Tiba-tiba terdengar erangan dan lenguhan suara di depan kami, sebuah suara yang keluar dari bibir mungil Ifa. Tubuh Ifa mengeliat menimbulkan suara berisik dari gesekan tubuhnya dengan lemari di belakangnya itu. Aku dan pria yang mendekapku sempat terdiam sesaat sebelum akhirnya kami sedikit bersembunyi di balik tembok karena sosok di bawah tubuh Ifa bangkit dari tempatnya.

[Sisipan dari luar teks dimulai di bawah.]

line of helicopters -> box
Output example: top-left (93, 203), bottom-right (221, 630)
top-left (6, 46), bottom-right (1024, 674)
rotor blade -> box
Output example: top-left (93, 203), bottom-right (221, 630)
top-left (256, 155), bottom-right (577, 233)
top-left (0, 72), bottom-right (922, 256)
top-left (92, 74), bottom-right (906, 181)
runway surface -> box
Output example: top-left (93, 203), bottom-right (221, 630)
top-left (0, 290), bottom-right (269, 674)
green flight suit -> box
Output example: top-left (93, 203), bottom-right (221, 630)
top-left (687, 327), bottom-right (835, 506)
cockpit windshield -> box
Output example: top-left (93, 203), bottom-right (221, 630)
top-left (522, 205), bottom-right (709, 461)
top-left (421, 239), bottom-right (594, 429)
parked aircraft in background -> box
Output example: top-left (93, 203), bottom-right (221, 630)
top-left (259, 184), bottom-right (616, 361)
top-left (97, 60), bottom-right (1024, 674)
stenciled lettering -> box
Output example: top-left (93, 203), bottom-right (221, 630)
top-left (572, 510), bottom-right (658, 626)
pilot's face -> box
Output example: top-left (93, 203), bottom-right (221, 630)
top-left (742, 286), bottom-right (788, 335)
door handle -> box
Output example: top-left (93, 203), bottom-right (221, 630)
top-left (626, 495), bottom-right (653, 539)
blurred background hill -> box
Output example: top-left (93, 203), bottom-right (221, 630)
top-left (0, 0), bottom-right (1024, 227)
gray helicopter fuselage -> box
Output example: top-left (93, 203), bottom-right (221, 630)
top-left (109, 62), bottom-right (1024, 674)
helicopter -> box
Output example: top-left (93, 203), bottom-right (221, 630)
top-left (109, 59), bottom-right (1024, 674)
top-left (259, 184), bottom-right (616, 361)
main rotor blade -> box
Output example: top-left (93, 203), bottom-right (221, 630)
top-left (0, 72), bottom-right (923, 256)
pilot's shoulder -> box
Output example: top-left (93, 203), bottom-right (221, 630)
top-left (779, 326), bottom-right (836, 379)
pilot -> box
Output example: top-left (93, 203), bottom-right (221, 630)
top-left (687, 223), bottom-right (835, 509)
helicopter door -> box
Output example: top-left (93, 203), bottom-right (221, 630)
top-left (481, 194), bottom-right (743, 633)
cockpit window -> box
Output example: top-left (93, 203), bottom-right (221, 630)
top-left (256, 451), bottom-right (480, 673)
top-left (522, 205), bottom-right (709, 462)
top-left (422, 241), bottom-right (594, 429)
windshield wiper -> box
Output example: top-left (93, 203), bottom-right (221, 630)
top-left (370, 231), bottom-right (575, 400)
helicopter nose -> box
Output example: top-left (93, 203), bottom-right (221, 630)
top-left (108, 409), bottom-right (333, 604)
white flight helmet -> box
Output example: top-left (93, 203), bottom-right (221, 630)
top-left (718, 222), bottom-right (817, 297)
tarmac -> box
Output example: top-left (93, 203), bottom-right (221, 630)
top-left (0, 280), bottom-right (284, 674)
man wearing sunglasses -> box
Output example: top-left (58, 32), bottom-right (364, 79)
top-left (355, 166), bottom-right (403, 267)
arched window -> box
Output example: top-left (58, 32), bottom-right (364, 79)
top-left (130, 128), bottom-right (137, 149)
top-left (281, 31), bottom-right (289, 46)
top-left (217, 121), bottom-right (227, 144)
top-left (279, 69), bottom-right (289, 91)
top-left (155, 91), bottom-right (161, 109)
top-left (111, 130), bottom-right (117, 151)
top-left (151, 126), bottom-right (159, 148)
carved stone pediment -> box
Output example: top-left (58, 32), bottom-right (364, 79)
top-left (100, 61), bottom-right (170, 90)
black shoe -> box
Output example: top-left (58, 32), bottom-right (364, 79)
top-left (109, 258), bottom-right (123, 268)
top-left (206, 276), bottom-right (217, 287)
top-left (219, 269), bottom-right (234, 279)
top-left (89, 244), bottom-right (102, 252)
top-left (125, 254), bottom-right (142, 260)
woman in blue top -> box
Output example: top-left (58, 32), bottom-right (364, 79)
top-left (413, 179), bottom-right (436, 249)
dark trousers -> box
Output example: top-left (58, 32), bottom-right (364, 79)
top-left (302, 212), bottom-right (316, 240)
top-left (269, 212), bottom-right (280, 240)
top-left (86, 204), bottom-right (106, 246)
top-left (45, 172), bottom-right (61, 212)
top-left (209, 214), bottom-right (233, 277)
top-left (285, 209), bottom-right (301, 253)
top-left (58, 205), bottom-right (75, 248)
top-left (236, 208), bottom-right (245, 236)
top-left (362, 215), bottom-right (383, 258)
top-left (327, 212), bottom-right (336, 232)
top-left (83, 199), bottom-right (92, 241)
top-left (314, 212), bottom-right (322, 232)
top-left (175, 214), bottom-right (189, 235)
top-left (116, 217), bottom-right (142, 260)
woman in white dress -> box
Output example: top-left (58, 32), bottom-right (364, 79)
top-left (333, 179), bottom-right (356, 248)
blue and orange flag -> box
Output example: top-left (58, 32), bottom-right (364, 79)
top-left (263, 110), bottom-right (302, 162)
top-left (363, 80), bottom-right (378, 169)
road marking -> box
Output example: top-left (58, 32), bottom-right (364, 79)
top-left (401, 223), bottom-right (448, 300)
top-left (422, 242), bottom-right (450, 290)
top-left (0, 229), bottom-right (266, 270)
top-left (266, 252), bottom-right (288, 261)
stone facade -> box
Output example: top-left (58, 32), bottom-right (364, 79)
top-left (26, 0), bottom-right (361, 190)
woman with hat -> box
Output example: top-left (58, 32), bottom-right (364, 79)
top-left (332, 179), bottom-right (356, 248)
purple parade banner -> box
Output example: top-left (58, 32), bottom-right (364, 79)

Dan kini aku bisa melihat sosok yang mendekapku sedari tadi karena posisi kami saat ini saling berhadapan, ia masih memepet tubuhku dan menutup mulutku dengan telapak tangannya, sedangkan kedua lenganku tertekuk dan ia tekan di area dadaku. Pria ini yang sering aku lihat bersama Ifa, yang tadi juga sempat aku sapa sebelum pergi meninggalkan kantor, Pria yang tingginya kutaksir 180cm dan berbadan tegap ini adalah Denny pacar Ifa.

“Neng Ifa udah dapet ya? Sekarang gantian ya, nungging, mau bapak masukin.” ucap pria tersebut.

“Tunggu pak, Ifa basahin dulu…”

“Nggak usah neng, punya neng udah becek, bapak udah nggak tahan, mau ambil jatah dulu! Lagian kasihan pacar neng tungguin.” ucap pria tersebut.

Aku saat itu hanya tertegun mendengar ucapan pria yang sangat aku kenal suaranya itu, tanpa melihat pun dari suara berat pria tersebut aku cukup tahu kalau itu adalah Pak Yadi  seorang Kepala keamanan di gedung pemerintahan ini. Ia sering menyapaku dan berbincang bahkan dalam beberapa kesempatan ia pernah meminjam uang padaku.

“Ssshhhtt.. Ouuhhhh Pakkk!” desah Ifa yang terdengar seperti bergetar.